Thursday, May 28, 2009

How Adaptation Defies Evolution

The evolutionary expectation was that species, including bacteria, adapt by unguided variation. Sometimes, it was thought, this blind process happens to stumble upon an improved design which has a reproductive advantage, and so becomes more prevalent in future generations. This evolutionary model could hardly be more wrong. We now have glimpsed the profound complexity of biology adaptation mechanisms. They are anything but a blind process and new research adds yet more insight into this fascinating aspect of biology.

The new research explores the ability of bacteria to acquire resistance to multiple antibiotics using a genetic "copying and pasting" of resistance genes. Apparently unaware of the theory of evolution, this sophisticated design, as one writer put it, uses the antibiotics themselves to "trigger the synthesis of the bacterial enzyme that captures the resistance genes and enables their expression in the integron."

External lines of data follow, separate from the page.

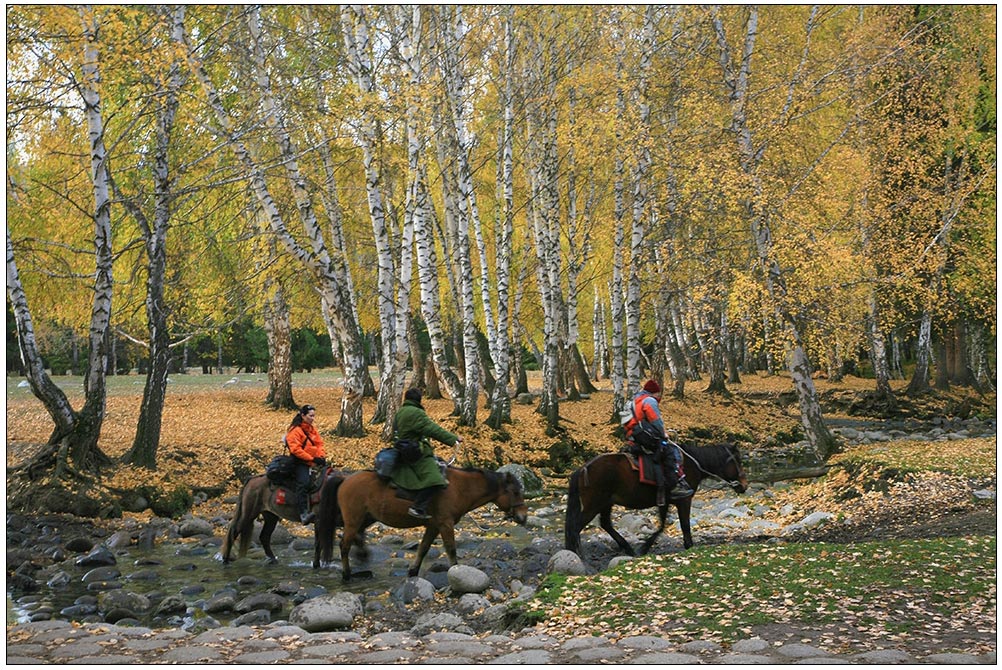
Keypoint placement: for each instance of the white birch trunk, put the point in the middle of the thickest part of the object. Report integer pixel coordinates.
(338, 312)
(501, 399)
(357, 39)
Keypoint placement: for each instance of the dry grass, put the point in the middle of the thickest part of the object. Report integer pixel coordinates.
(208, 427)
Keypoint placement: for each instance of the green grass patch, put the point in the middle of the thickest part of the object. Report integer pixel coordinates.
(722, 592)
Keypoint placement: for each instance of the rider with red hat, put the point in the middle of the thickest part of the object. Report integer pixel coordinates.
(645, 408)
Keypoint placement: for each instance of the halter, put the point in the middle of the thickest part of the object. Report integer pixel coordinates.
(730, 459)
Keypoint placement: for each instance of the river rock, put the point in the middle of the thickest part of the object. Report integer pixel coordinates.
(194, 526)
(431, 623)
(566, 562)
(327, 613)
(472, 602)
(99, 555)
(414, 589)
(119, 598)
(467, 579)
(170, 605)
(532, 485)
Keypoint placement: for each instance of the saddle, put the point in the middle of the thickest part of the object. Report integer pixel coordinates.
(285, 490)
(644, 466)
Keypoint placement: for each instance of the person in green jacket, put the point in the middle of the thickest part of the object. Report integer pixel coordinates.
(424, 475)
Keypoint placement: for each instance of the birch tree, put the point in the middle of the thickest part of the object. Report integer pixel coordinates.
(71, 451)
(735, 67)
(331, 283)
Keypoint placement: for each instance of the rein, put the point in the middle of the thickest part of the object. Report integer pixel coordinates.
(730, 457)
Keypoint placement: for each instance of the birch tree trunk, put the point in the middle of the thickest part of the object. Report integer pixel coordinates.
(616, 306)
(72, 447)
(500, 402)
(736, 81)
(338, 311)
(358, 40)
(147, 433)
(467, 211)
(634, 370)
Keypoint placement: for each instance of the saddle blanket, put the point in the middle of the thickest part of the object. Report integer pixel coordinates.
(644, 466)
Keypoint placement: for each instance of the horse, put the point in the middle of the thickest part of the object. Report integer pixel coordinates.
(364, 498)
(260, 497)
(610, 479)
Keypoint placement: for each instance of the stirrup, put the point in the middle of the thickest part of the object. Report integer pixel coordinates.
(418, 514)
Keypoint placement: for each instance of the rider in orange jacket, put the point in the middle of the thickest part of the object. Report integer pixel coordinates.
(307, 446)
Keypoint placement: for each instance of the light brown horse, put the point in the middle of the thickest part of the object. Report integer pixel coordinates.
(260, 497)
(364, 499)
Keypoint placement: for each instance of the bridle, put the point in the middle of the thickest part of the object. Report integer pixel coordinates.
(733, 484)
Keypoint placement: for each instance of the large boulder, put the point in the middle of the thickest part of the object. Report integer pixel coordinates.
(467, 579)
(327, 613)
(566, 562)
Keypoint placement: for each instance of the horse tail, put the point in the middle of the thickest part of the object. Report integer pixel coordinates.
(572, 520)
(328, 520)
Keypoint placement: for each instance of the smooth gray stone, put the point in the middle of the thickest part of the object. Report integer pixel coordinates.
(643, 642)
(801, 651)
(952, 659)
(263, 657)
(385, 656)
(191, 654)
(745, 659)
(599, 654)
(527, 657)
(665, 658)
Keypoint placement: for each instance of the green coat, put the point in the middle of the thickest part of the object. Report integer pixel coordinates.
(412, 423)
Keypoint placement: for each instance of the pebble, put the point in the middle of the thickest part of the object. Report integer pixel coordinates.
(280, 643)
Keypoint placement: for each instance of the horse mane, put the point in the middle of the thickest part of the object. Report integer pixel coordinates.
(712, 457)
(493, 478)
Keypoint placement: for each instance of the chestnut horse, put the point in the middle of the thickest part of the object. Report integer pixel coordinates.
(261, 497)
(609, 480)
(364, 499)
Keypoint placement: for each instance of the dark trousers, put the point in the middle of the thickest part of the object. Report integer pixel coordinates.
(303, 486)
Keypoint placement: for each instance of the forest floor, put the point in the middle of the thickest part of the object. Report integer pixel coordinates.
(216, 430)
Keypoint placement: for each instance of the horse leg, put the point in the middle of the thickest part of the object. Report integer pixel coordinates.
(271, 521)
(605, 520)
(662, 511)
(431, 533)
(684, 506)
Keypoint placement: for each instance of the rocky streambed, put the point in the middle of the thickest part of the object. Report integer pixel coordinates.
(166, 574)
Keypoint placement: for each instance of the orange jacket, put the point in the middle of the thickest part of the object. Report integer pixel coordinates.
(643, 411)
(305, 443)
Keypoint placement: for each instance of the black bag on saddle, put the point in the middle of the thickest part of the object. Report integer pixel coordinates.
(646, 437)
(282, 469)
(409, 450)
(386, 461)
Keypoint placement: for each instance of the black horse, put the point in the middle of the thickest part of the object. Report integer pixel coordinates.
(610, 479)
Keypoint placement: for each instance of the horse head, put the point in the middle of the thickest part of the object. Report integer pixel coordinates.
(510, 500)
(735, 476)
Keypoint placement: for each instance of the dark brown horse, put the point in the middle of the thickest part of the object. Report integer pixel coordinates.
(364, 499)
(260, 497)
(609, 480)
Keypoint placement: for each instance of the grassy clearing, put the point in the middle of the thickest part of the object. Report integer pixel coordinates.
(889, 590)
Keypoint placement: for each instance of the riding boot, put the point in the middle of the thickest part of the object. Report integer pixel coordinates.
(680, 488)
(659, 468)
(303, 501)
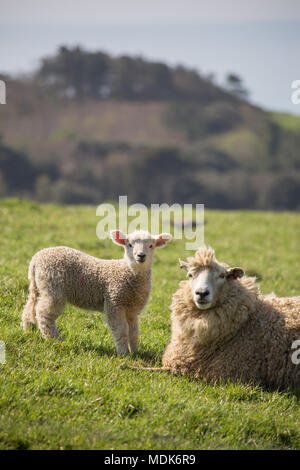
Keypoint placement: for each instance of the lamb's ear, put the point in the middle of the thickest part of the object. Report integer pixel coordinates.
(234, 273)
(162, 239)
(183, 264)
(118, 237)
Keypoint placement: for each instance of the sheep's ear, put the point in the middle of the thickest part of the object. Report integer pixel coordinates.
(183, 264)
(234, 273)
(118, 237)
(162, 239)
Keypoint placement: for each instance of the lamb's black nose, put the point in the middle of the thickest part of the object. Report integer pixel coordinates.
(202, 293)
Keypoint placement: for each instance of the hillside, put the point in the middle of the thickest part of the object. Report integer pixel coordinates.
(185, 141)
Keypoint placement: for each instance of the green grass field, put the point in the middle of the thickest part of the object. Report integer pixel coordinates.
(75, 395)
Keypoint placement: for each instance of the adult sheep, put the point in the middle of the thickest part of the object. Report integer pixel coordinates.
(224, 329)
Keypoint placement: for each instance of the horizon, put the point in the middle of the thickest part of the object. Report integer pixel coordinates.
(258, 44)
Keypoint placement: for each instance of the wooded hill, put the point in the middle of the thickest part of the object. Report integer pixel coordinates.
(86, 128)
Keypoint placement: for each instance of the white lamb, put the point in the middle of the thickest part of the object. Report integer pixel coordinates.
(120, 287)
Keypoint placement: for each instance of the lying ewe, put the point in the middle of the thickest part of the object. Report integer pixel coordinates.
(223, 328)
(120, 288)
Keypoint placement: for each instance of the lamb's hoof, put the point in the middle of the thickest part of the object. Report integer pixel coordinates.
(28, 326)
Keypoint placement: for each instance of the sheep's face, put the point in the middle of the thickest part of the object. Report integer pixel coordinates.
(139, 246)
(208, 281)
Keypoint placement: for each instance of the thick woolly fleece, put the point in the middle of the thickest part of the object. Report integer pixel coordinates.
(246, 337)
(63, 275)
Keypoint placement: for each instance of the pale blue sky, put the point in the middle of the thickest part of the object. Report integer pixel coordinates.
(259, 40)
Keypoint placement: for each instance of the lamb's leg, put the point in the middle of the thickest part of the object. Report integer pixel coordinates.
(47, 311)
(28, 315)
(133, 333)
(120, 329)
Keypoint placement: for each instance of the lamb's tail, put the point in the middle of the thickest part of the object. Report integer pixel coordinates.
(29, 315)
(153, 369)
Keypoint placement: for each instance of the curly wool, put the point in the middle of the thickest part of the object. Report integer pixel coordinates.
(62, 275)
(246, 337)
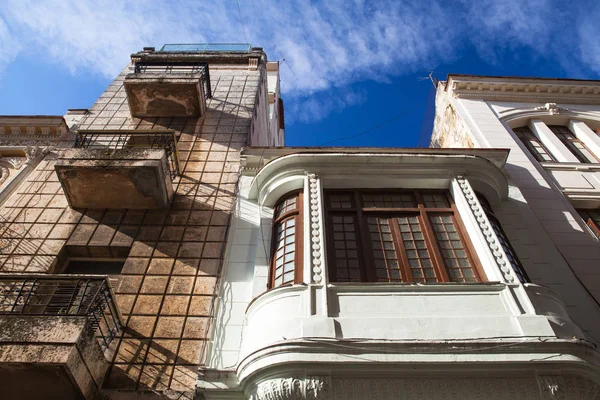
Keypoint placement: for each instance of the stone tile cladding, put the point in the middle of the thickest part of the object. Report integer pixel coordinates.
(167, 286)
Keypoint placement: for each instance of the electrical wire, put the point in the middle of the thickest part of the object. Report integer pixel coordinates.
(242, 20)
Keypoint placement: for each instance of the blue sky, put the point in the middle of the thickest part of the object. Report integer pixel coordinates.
(350, 65)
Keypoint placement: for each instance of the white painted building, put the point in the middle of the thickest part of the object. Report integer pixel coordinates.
(462, 271)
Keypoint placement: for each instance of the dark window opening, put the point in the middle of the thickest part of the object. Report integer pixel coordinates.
(504, 242)
(397, 236)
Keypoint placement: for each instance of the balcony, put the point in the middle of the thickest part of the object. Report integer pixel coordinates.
(134, 169)
(207, 48)
(54, 330)
(161, 88)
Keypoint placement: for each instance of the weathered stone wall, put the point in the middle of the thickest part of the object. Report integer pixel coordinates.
(449, 130)
(166, 288)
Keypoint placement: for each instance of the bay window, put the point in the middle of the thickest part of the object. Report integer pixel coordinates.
(397, 236)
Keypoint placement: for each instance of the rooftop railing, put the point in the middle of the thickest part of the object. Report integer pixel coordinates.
(207, 48)
(176, 67)
(123, 139)
(66, 296)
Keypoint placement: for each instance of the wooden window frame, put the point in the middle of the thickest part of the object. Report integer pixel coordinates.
(527, 142)
(569, 143)
(298, 214)
(365, 250)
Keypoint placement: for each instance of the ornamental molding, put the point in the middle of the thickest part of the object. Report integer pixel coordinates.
(429, 389)
(545, 387)
(486, 229)
(292, 388)
(525, 90)
(552, 108)
(316, 223)
(385, 170)
(4, 174)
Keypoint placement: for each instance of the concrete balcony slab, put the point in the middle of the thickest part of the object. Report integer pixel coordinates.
(130, 178)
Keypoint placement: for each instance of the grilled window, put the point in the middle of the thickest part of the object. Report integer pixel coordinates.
(286, 260)
(592, 219)
(503, 239)
(408, 236)
(533, 144)
(574, 145)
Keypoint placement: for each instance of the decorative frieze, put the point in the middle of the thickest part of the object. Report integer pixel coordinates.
(292, 388)
(552, 108)
(316, 223)
(535, 90)
(568, 387)
(559, 387)
(483, 223)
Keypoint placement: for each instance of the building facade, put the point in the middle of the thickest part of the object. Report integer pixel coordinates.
(165, 244)
(464, 271)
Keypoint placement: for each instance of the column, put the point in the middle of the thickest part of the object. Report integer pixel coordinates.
(560, 152)
(586, 135)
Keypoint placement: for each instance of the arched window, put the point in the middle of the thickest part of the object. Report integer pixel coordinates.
(405, 236)
(286, 259)
(503, 239)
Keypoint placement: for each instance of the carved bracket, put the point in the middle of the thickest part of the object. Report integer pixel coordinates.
(500, 257)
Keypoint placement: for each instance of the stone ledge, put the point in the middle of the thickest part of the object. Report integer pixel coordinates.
(115, 179)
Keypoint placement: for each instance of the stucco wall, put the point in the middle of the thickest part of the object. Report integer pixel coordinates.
(449, 130)
(166, 288)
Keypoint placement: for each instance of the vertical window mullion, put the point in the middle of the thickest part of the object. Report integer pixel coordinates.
(368, 264)
(399, 244)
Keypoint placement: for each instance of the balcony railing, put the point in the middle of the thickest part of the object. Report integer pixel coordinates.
(176, 67)
(207, 48)
(122, 139)
(66, 296)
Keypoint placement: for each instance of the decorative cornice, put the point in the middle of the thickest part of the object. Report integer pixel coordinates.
(292, 388)
(483, 223)
(387, 170)
(568, 387)
(552, 108)
(549, 387)
(316, 240)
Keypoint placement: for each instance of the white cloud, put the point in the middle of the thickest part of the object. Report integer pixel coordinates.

Unbelievable. Adaptation was always claimed as the no-brainer, empirical evidence for evolution. How can anyone doubt evolution when we can observe it right before our eyes? This claim has always been an absurd equivocation on evolution, for such adaptation has very little in common with the macro evolution narrative. The absurdity is reinforced by this growing body of knowledge revealing the deep complexity of adaptation. Evolutionists are left scratching their heads, wondering how their know-nothing process was able to devise such a clever adaptation machine. They are left with the silly idea that evolution created the intelligent adaptation machine that then allowed for evolution.